Property Investment Pitfalls You MUST Avoid
Investing in property is generally a pretty safe bet and a good way of giving yourself an extra income, but it is far from being without its pitfalls. If you want to invest, get a good return on your investment, and not end up regretting your decision to buy property, here are the biggest mistakes you MUST avoid…
Not Knowing What Your Investment Objectives Are
If you don’t know what you hope to achieve by investing in real estate, then how can you expect to meet your own expectation? Before you buy a property, you should know why you want to invest, how long you plan to invest and whether you’re investing for an extra income now, in the future or both. Only by nailing down this stuff can you hope to make the right decisions now and get the right outcomes in the future.
Letting Your Emotions Run the Show
Buying property for investment is not the same as buying the dream home that you want to live in forever and allowing your emotions to run the show would be a mistake. You don’t need to buy an investment property that meets your personal standards and which is decorated to your taste – you need to choose property that will appeal to the local rental market and which you can turn a profit on. So, no it doesn’t have to measure up to your perfect standard and perhaps it shouldn’t.

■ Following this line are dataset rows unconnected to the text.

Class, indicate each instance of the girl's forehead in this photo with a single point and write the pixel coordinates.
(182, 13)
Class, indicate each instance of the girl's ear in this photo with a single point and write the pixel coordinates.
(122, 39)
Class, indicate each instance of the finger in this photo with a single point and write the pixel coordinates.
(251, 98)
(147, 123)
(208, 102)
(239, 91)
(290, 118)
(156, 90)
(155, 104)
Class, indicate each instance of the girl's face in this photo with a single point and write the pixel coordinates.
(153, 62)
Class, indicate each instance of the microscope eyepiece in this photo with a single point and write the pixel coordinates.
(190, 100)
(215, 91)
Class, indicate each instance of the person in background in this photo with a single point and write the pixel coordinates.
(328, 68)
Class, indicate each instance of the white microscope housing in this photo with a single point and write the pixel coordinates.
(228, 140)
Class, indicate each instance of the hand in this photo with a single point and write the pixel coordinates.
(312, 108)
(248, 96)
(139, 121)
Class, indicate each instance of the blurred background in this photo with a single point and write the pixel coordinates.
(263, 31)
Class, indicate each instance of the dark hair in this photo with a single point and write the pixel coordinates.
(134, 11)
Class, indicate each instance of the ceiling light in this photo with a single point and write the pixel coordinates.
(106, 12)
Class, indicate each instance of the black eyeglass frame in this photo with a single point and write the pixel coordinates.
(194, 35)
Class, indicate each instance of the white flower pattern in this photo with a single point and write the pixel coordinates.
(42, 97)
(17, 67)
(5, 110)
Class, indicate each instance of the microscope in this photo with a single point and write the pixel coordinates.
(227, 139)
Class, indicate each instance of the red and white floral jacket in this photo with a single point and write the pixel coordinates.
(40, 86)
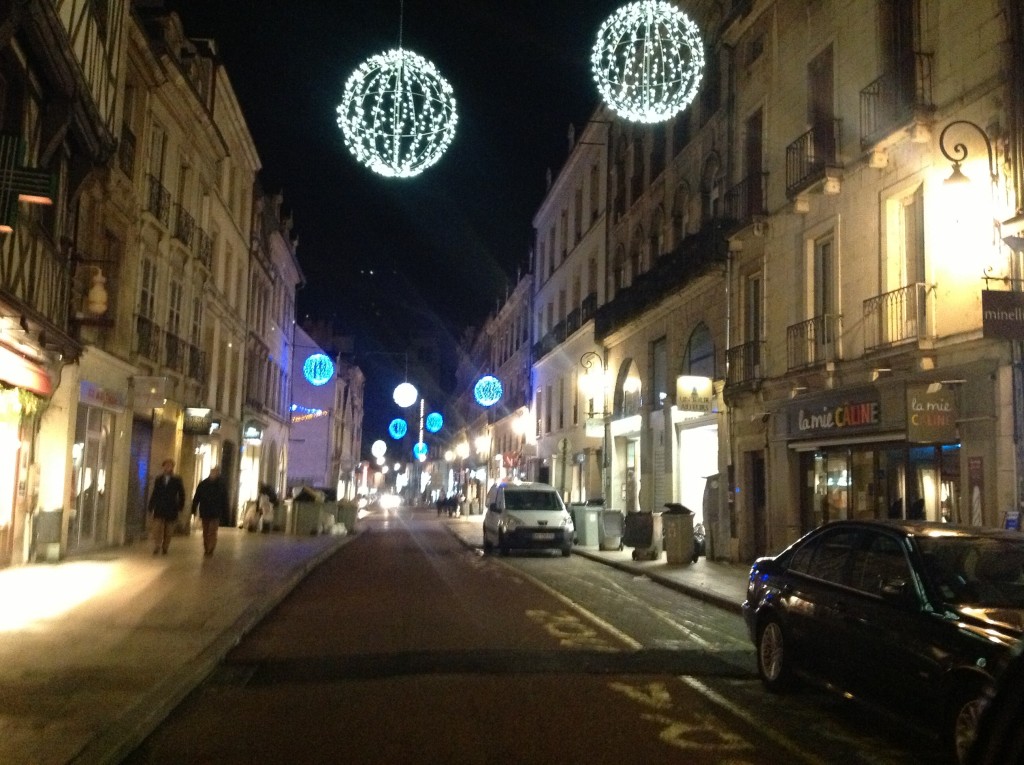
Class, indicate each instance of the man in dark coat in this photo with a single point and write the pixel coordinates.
(211, 502)
(166, 502)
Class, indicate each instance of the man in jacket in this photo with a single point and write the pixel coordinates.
(166, 502)
(211, 502)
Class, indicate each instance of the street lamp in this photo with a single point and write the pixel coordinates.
(960, 153)
(593, 383)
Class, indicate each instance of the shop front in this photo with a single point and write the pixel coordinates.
(870, 454)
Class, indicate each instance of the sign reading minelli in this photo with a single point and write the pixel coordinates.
(849, 412)
(931, 414)
(1003, 314)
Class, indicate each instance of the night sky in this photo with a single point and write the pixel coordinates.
(439, 250)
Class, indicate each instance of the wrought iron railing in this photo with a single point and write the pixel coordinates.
(126, 152)
(748, 199)
(175, 352)
(896, 316)
(204, 248)
(159, 201)
(184, 226)
(197, 364)
(889, 102)
(744, 363)
(147, 335)
(814, 341)
(810, 156)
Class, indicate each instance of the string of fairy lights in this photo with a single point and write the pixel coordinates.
(398, 117)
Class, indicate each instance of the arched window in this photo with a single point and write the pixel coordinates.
(699, 356)
(680, 214)
(656, 240)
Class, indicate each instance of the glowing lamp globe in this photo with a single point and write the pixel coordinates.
(434, 422)
(406, 394)
(317, 369)
(397, 114)
(648, 60)
(487, 390)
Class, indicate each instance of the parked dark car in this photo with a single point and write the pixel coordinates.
(919, 615)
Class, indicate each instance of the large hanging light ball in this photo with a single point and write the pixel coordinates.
(397, 114)
(647, 60)
(404, 394)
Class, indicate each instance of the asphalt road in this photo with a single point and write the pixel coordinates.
(408, 647)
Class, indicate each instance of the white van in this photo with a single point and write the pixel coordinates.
(525, 515)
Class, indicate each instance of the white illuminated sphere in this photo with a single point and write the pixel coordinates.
(648, 60)
(406, 394)
(397, 114)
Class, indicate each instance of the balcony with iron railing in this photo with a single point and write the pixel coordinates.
(175, 352)
(744, 364)
(184, 225)
(813, 157)
(897, 98)
(126, 152)
(159, 201)
(813, 342)
(147, 335)
(196, 369)
(588, 307)
(748, 200)
(896, 316)
(572, 322)
(204, 248)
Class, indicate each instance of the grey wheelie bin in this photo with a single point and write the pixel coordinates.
(677, 522)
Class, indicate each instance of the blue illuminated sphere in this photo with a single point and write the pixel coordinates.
(397, 428)
(487, 390)
(318, 369)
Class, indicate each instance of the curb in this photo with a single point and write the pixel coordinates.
(127, 732)
(719, 601)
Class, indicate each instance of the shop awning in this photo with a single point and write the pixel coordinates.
(22, 373)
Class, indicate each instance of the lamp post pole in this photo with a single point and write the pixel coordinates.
(956, 156)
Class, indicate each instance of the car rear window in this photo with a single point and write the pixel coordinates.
(975, 570)
(517, 500)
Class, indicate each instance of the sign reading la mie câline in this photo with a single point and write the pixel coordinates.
(1003, 314)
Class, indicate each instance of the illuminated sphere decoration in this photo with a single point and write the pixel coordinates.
(648, 60)
(397, 428)
(487, 390)
(317, 369)
(397, 114)
(406, 394)
(434, 422)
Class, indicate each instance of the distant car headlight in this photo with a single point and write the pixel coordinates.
(510, 523)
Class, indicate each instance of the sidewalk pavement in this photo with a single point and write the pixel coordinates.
(95, 651)
(722, 585)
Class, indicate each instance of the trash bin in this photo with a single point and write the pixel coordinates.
(610, 530)
(585, 519)
(677, 521)
(642, 530)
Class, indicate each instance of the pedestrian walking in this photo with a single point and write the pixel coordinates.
(166, 502)
(211, 502)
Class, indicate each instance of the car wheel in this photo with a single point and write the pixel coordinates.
(773, 664)
(965, 713)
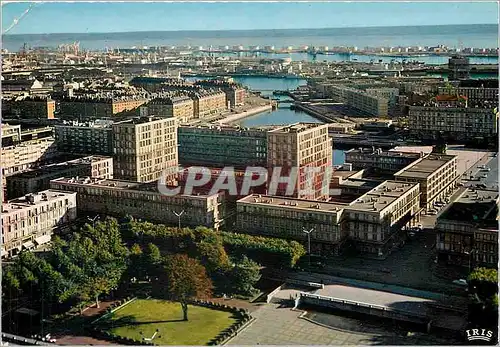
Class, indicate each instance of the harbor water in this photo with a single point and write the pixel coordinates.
(283, 115)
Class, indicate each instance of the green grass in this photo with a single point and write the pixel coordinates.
(147, 315)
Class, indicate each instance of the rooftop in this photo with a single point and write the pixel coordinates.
(475, 206)
(425, 167)
(34, 200)
(115, 184)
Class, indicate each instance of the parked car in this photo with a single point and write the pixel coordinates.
(460, 282)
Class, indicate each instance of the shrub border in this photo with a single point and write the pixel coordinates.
(243, 317)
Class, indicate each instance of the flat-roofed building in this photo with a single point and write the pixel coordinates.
(11, 134)
(29, 108)
(30, 221)
(25, 155)
(95, 137)
(95, 107)
(379, 161)
(35, 180)
(304, 147)
(453, 123)
(145, 148)
(207, 103)
(472, 93)
(373, 221)
(437, 175)
(180, 107)
(221, 146)
(143, 200)
(467, 230)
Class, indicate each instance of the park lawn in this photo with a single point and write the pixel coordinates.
(147, 315)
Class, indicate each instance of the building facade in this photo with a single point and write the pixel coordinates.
(179, 107)
(467, 231)
(222, 146)
(304, 147)
(207, 103)
(145, 149)
(452, 123)
(85, 138)
(30, 108)
(89, 107)
(35, 180)
(31, 220)
(436, 174)
(373, 222)
(120, 198)
(379, 161)
(458, 68)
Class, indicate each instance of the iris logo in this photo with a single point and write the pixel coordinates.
(479, 334)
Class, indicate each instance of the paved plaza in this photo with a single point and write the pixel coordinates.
(276, 325)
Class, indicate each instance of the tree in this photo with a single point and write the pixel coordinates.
(185, 279)
(244, 275)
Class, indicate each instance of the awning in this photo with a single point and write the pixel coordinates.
(28, 245)
(42, 239)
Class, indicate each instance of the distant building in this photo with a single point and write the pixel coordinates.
(235, 94)
(29, 221)
(437, 175)
(459, 68)
(301, 146)
(373, 221)
(180, 107)
(379, 161)
(143, 200)
(85, 138)
(452, 123)
(208, 103)
(25, 155)
(29, 108)
(473, 94)
(35, 180)
(221, 146)
(467, 230)
(94, 107)
(145, 148)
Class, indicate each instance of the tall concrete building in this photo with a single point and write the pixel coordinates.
(459, 68)
(302, 146)
(467, 230)
(221, 146)
(85, 138)
(145, 148)
(35, 180)
(30, 221)
(437, 175)
(143, 200)
(452, 122)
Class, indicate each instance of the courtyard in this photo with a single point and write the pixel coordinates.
(145, 317)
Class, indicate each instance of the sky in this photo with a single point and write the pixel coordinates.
(44, 18)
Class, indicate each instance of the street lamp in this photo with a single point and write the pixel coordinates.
(308, 232)
(470, 253)
(179, 216)
(93, 220)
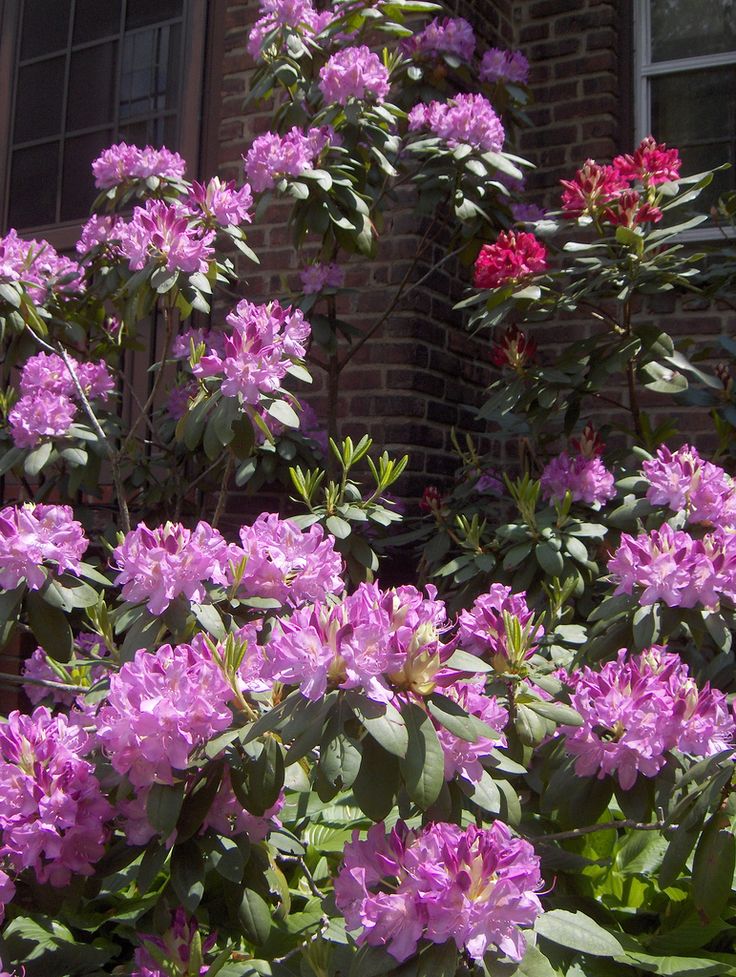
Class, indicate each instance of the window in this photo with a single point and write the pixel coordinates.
(80, 75)
(686, 82)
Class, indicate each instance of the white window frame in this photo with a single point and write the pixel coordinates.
(645, 69)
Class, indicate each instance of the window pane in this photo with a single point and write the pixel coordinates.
(687, 28)
(77, 185)
(33, 184)
(141, 13)
(38, 100)
(45, 27)
(96, 18)
(92, 70)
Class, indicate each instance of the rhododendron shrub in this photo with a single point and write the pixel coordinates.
(246, 752)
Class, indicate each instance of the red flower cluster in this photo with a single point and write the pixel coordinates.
(515, 256)
(609, 192)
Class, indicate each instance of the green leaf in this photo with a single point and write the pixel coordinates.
(50, 627)
(382, 721)
(423, 767)
(576, 931)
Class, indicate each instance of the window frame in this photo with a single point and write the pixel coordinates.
(645, 69)
(194, 86)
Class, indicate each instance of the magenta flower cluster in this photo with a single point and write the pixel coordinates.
(39, 267)
(636, 709)
(46, 407)
(586, 479)
(272, 157)
(165, 234)
(297, 15)
(160, 707)
(467, 119)
(286, 564)
(684, 482)
(53, 815)
(501, 65)
(672, 566)
(477, 887)
(317, 276)
(482, 629)
(157, 565)
(443, 35)
(123, 163)
(258, 352)
(34, 535)
(354, 72)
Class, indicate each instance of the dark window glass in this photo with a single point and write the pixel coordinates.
(689, 28)
(33, 185)
(39, 100)
(92, 66)
(96, 18)
(77, 185)
(142, 13)
(45, 27)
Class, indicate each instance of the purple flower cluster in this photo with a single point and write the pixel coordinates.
(122, 163)
(52, 812)
(636, 709)
(287, 564)
(477, 887)
(318, 276)
(671, 566)
(46, 408)
(164, 233)
(222, 201)
(354, 72)
(39, 267)
(160, 707)
(500, 65)
(31, 535)
(482, 629)
(683, 481)
(586, 479)
(444, 35)
(468, 119)
(257, 353)
(175, 947)
(157, 565)
(272, 157)
(298, 15)
(377, 641)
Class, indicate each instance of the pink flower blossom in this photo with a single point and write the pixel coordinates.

Not Considering All Your Options
If you don’t consider whether having a company like MEP Design design and build you a new property might make you more money in the long term than buying an existing house or whether buying in that up and coming neighborhood on the outskirts of town will make for a better profit than buying in the town itself, for example, then you aren’t getting the full picture and you could be short changing yourself, When investing in property, you need to look at every decision from every angle if you want to set yourself up for success.
Hesitating too Much
That being said, taking too long agonizing over every decision would also be a mistake because you might end up missing out on lots of really good deals and ending up paying more for less. So, think it over but don’t keep putting it off or you might never get started, and if you do, you might be looking at a worse market than you were even just a few months earlier.
Not Checking the Place Out
You wouldn’t believe how many real estate investors rock up at property auction houses like the Piatelli Company having done no more research than checking that the price is right. The price might be right, but that doesn’t mean the property will be and it’s not uncommon for these kinds of investors to end up with a property that, upon close inspection is damp, mold infested, crawling with termites and generally not worth the investment. Don’t be like them and do your due diligence!
No investment is guaranteed to work well, but if you avoid these pitfalls, your chances of having things go smoothly are sure to be much increased.